Hide and Seek (Amigo Oculto)

2005
Suspense
Direção: John Polson
Roteiro: Ari Schlossberg

Não sei se tenho muito o que dizer a respeito desse filme, mas vamos lá...

Vou começar salientando o fato de que estava cada vez mais decepcionada com o Robert De Niro... Ele só estava fazendo o mesmo papel filme após filme! Homem com cara de mau, mas que no fundo é bonzinho, bonzinho. Aí ele fez aquele filme do clone. O Enviado. (SPOILER!!!) Homem com cara de bonzinho, mas que no fundo é mau, mau. Mudou um pouquinho, mas no fundo estava igual, igual! Ah... Mas nesse filme eu me deleitei com o homem na tela.
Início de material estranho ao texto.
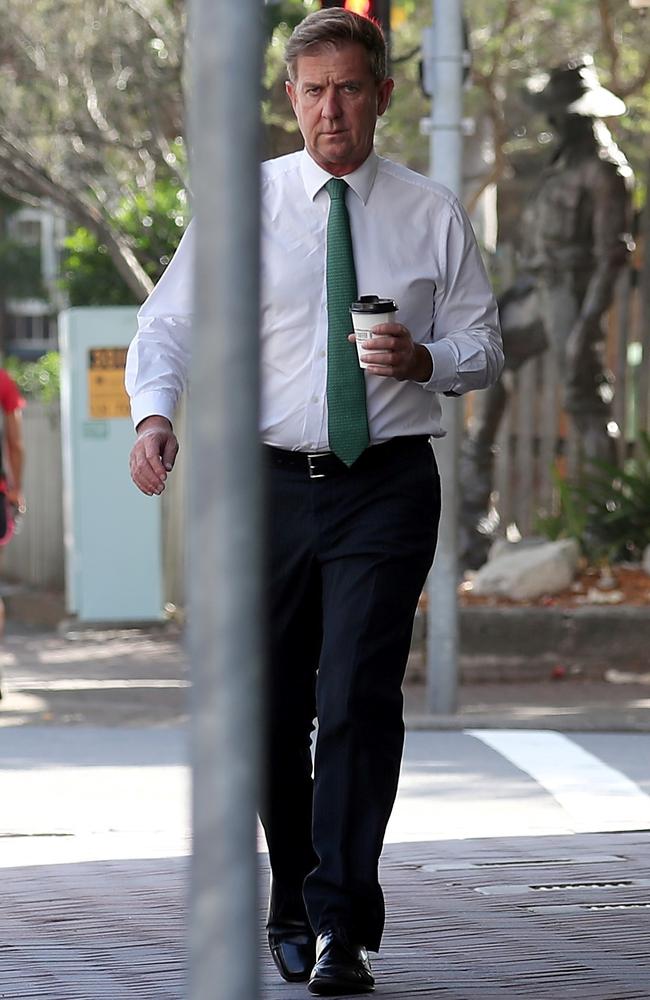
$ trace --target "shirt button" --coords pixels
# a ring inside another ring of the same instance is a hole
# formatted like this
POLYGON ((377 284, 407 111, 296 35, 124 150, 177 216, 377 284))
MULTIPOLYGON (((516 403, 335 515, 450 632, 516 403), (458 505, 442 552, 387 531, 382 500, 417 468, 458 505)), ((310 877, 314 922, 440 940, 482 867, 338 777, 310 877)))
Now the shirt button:
POLYGON ((325 358, 325 357, 327 357, 327 353, 326 353, 326 351, 321 351, 318 356, 319 356, 319 358, 325 358))
POLYGON ((318 396, 312 396, 311 401, 312 403, 318 403, 319 402, 318 396))

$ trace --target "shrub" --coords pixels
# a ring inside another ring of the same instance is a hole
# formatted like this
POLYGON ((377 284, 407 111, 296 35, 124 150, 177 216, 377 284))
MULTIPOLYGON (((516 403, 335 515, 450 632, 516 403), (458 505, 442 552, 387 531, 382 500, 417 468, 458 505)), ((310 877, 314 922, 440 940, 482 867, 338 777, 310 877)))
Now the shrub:
POLYGON ((549 538, 575 538, 591 563, 638 560, 650 545, 650 436, 640 435, 640 454, 619 467, 589 463, 579 483, 554 470, 558 507, 540 516, 549 538))
POLYGON ((59 398, 61 364, 58 351, 49 351, 36 361, 8 356, 3 367, 28 399, 51 403, 59 398))

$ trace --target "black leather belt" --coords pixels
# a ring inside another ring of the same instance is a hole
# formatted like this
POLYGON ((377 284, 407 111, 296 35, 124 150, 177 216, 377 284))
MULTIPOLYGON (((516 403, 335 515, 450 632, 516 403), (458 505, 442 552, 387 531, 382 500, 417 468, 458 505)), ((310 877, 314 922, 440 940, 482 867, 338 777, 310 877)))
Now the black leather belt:
POLYGON ((388 458, 392 453, 403 451, 409 447, 422 447, 429 437, 424 434, 410 437, 396 437, 383 444, 375 444, 366 448, 353 466, 347 466, 331 451, 305 452, 285 451, 284 448, 273 448, 264 445, 264 453, 270 464, 277 469, 294 469, 303 472, 309 479, 329 479, 331 476, 344 476, 354 469, 371 468, 376 462, 388 458))

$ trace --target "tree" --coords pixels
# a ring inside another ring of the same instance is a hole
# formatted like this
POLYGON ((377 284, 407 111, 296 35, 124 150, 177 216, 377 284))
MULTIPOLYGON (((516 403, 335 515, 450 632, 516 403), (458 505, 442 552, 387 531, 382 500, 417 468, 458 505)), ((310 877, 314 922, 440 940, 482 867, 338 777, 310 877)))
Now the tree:
POLYGON ((136 299, 146 254, 125 199, 185 182, 182 0, 5 0, 0 187, 51 201, 106 247, 136 299))
MULTIPOLYGON (((262 7, 269 45, 263 118, 269 156, 301 145, 284 93, 283 49, 297 21, 318 4, 262 7)), ((527 76, 593 53, 603 83, 628 102, 616 124, 637 174, 650 131, 650 16, 629 0, 465 0, 473 57, 467 112, 487 117, 495 162, 471 192, 498 182, 520 156, 550 137, 519 99, 527 76)), ((185 0, 4 0, 0 39, 0 190, 26 202, 52 201, 83 227, 141 301, 166 253, 125 225, 157 186, 186 183, 183 52, 185 0)), ((381 120, 382 153, 426 171, 429 113, 419 86, 424 0, 393 0, 397 88, 381 120)), ((167 248, 173 249, 172 245, 167 248)))
MULTIPOLYGON (((124 198, 111 222, 129 240, 155 283, 187 222, 185 190, 173 180, 156 181, 151 191, 124 198)), ((108 248, 94 233, 79 226, 64 247, 60 284, 71 306, 137 304, 138 297, 117 273, 108 248)))
POLYGON ((548 126, 521 100, 526 79, 570 59, 592 55, 604 86, 628 104, 615 125, 637 173, 645 170, 650 130, 650 17, 629 0, 467 0, 473 92, 468 104, 494 134, 492 172, 473 193, 506 177, 517 156, 538 152, 548 126))

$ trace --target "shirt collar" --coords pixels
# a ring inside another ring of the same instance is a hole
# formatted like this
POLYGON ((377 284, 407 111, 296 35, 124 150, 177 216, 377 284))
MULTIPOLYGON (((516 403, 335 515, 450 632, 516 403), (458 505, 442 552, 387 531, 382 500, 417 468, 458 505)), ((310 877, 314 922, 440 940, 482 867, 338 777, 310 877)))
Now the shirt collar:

Isso que é ator! Isso que é Robert De Niro! Ele deu um show, voltou a merecer o título de bom ator que tem.

Mas não foi só ele, não. Tem também aquela menina LINDA DE MORRER: Dakota Fanning. Se você acha que ela arrasou em Uma Lição de Amor, você não viu nada! Do lado do Robert De Niro ela não faz feio, na verdade está à altura dele. Durante o filme todo ela varia em expressões que a levam da menininha do papai, à mulher du mau.

Na verdade esses dois elementos são o que há de melhor no filme, fazendo dele um filme bom simplesmente por tê-los no elenco! O resto é resto. Tá bom, eu achei o filme bom, mas existem umas mancadas que me deixaram de pá virada!

Vamos ao filme então.

Amigo Oculto conta a história de David (Robert De Niro) e sua filha Emily (Dakota Fanning) que desejam recomeçar a vida em uma cidadezinha do interior após o suicídio da esposa. Visivelmente a menina fica abaladíssima com a morte da mãe e passa a ter uma mudança radical de comportamento. Era uma menininha meiguinha e brincalhona e passou a ser triste e sinistra (e bota sinistra aí, hein!). A coisa piora quando Emily arranja um amigo imaginário (e não oculto!) e passa a ficar cada vez mais sinistra.

Não há muita coisa além disso. Existem outros personagens que vão aparecendo durante o filme, mas basicamente a história se desenrola em torno da relação pai-filha-amigo invisível. A menina parece culpar o pai (que esqueci de dizer, é um psicólogo) pela morte da mãe. E, junto com o amiguinho, resolve resumir a sua vida em pegar-no-pé-do-pai!

O que me deixa triste é que o filme quer porque quer ter um final surpreendente e pra isso usa táticas lamentáveis. Começa um joguinho de despista aqui, despista ali, quem será, e blábláblá. E ele consegue. Eu não imaginava as coisas que estavam por vir ao longo do filme, mas se não tivessem tentado tanto desviar a minha atenção do tal final surpreendente, tenho certeza que ia me surpreender do mesmo jeito!